Google.com and others stop resolving

[johnjelinek]

On some of my servers, resolvable works fine, and others, it stops resolving to external TLDs when the resolv.conf file is prepended.

[johnjelinek]

cat /etc/resolv.conf 
nameserver 172.17.0.5 # added by resolvable
# Dynamic resolv.conf(5) file for glibc resolver(3) generated by resolvconf(8)
#     DO NOT EDIT THIS FILE BY HAND -- YOUR CHANGES WILL BE OVERWRITTEN
nameserver 8.8.8.8

user@ubuntu:~$ ping -c4 www.google.com
ping: unknown host www.google.com

user@ubuntu:~$ ping -c4 consul.service.consul
PING consul.service.consul (104.167.107.89) 56(84) bytes of data.
64 bytes from 104.167.107.89: icmp_seq=1 ttl=63 time=0.387 ms
64 bytes from 104.167.107.89: icmp_seq=2 ttl=63 time=0.595 ms

--- consul.service.consul ping statistics ---
2 packets transmitted, 2 received, 0% packet loss, time 999ms
rtt min/avg/max/mdev = 0.387/0.491/0.595/0.104 ms

user@ubuntu:~$ ping -c4 consul.service.consul
PING consul.service.consul (162.244.25.41) 56(84) bytes of data.
64 bytes from 162.244.25.41: icmp_seq=1 ttl=63 time=2.16 ms
64 bytes from 162.244.25.41: icmp_seq=2 ttl=63 time=8.34 ms

--- consul.service.consul ping statistics ---
2 packets transmitted, 2 received, 0% packet loss, time 1001ms
rtt min/avg/max/mdev = 2.169/5.258/8.348/3.090 ms

[johnjelinek]

I think the issue is that the nameserver is not recursive. Is that something to change with resolvable or the DNS server that is serving to resolvable?

➜  ~  nslookup
> www.google.com
;; Got recursion not available from 172.17.0.21, trying next server
Server:     8.8.8.8
Address:    8.8.8.8#53

Non-authoritative answer:
Name:   www.google.com
Address: 173.194.43.115
Name:   www.google.com
Address: 173.194.43.112
Name:   www.google.com
Address: 173.194.43.116
Name:   www.google.com
Address: 173.194.43.113
Name:   www.google.com
Address: 173.194.43.114

[johnjelinek]

I tried installing a service like nscd and it seems to have helped with some servers, and others it didn't.

[crhuber]

I have the same issue. Is there a manual fix I can implement in the meantime?

[mgood]

Thanks for the report. You're right, resolvable doesn't implement recursion at this point, except for explicit domains forwarded to Docker containers with DNS_RESOLVES set.

We may want it to read "/etc/resolv.conf" from the container and forward to those server as well, though I'm still thinking through a couple of those details.

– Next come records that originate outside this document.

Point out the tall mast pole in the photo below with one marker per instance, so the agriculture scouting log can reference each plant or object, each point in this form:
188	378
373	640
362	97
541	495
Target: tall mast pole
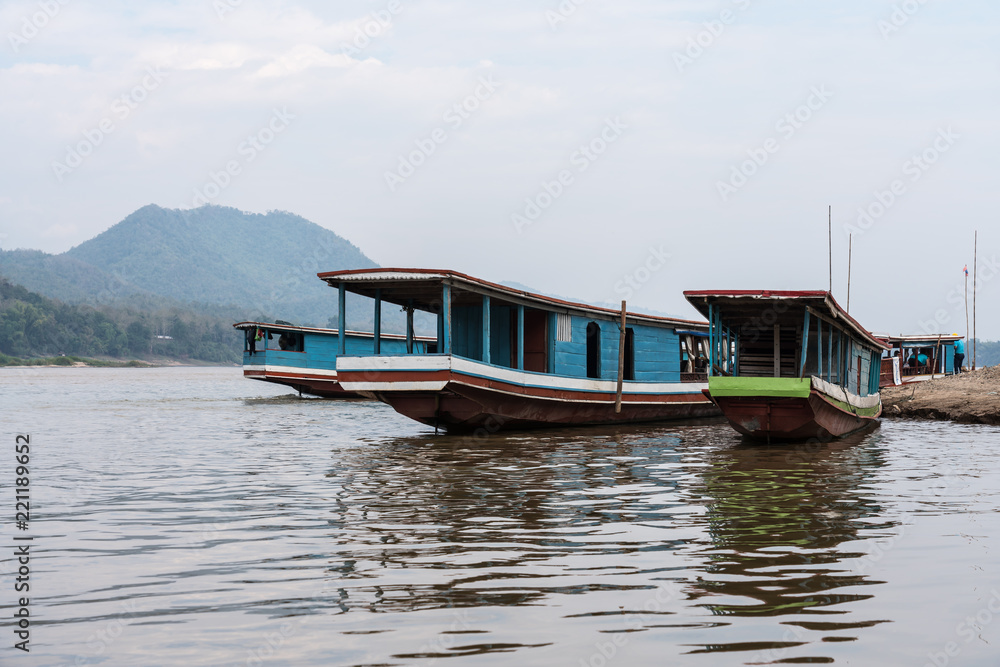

I appreciate the feedback, though I'll just let you know now that we haven't set this up in a production environment yet, so there may still be a few more issues like this to work out.

[mgood]

@johnjelinek as a side-note, since your resolv.conf is generated by resolvconf(8), you would also probably want to pass in a file that the resolvconf tool can merge into the generated /etc/resolv.conf instead of writing to it directly. We still need to work through some of these setups and document configuration patterns.

[johnjelinek]

If I passed it into the resolvconf head, how would I have the container auto generate the resolv.conf?

[mgood]

With c3b5ab19ebe2275ad61fb7b94512cdf347820fc0 it will read the servers from "/etc/resolv.conf" and forward to them. Though at this point it only supports one upstream server. I've opened #4 regarding multiple upstream servers.

@johnjelinek I think you'll need to run the "resolvconf" tool on the Docker host machine after "resolvable" has started, but I haven't researched the best way to do that yet. I've also opened #5 for recommendations on working with "resolvconf".